Log in to with the credentials that I gave you in class and practice. Here's how you're going to get graded each week. 
  • Play Four (4) to Seven (7) Days with 10 Battles to get an "O"
  • Play Three (3) days minimum with 10 Battles to get an "S"
  • Anything less than three (3) days and less than 10 Battles will result in a lower grade
  • Not logging in and practicing will result in a Zero (0)

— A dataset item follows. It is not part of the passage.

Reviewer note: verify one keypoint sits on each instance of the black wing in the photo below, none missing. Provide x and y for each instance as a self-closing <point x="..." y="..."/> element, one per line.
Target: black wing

Bonus Points for anyone who practices Five (5) Days with 10 Battles over the Christmas Break

Also - students need to bring in a one (1) subject notebook to class every week.
  • write your username and password for both your email, prodigy, and any other school program that you use.
  • use the pages as a doodle notebook where you can
    • write out the problems from prodigy as scrap paper
    • design and create ideas for the makerspace
    • brainstrom

November 14, 2017

posted Nov 14, 2017, 9:00 AM by James Falletti

Today I let your imagination take control in the Makerspace. Some students built games and mazes for the HexBugs, some created lego structures, while others worked on Arts & Crafts. 

"I hear and I forget. I see and I remember. I do and I understand." - Confucius 

October 24, 2017

posted Oct 24, 2017, 7:36 AM by James Falletti

Today was Brain Game Day in the Makerspace! 

We played with Circuit Maze (Lessons on Circuits), Gravity Maze (Lesson on Movement and Energy), Laser Maze (Lesson on Angles and How Lasers work), Rush Hour (Thinking game), Trivia, and Dice Games (for probability). It's always a great time when students can learn and have fun doing it. 

October 17, 2017

posted Oct 17, 2017, 1:29 PM by James Falletti

Today we explored the fun and amazing world of typing and keyboarding...YAY! We used a Google App called TypingClub --> browsed Lesson Plans till we reached "Typing Jungle" --> where we started with lesson one (1) and couldn't move up until we achieved three (3) stars or greater.  We will continue to practice to increase your typing skills. 

Homework: there a a bunch of free or inexpensive typing skill apps/websites/programs available. KEEP PRACTICING!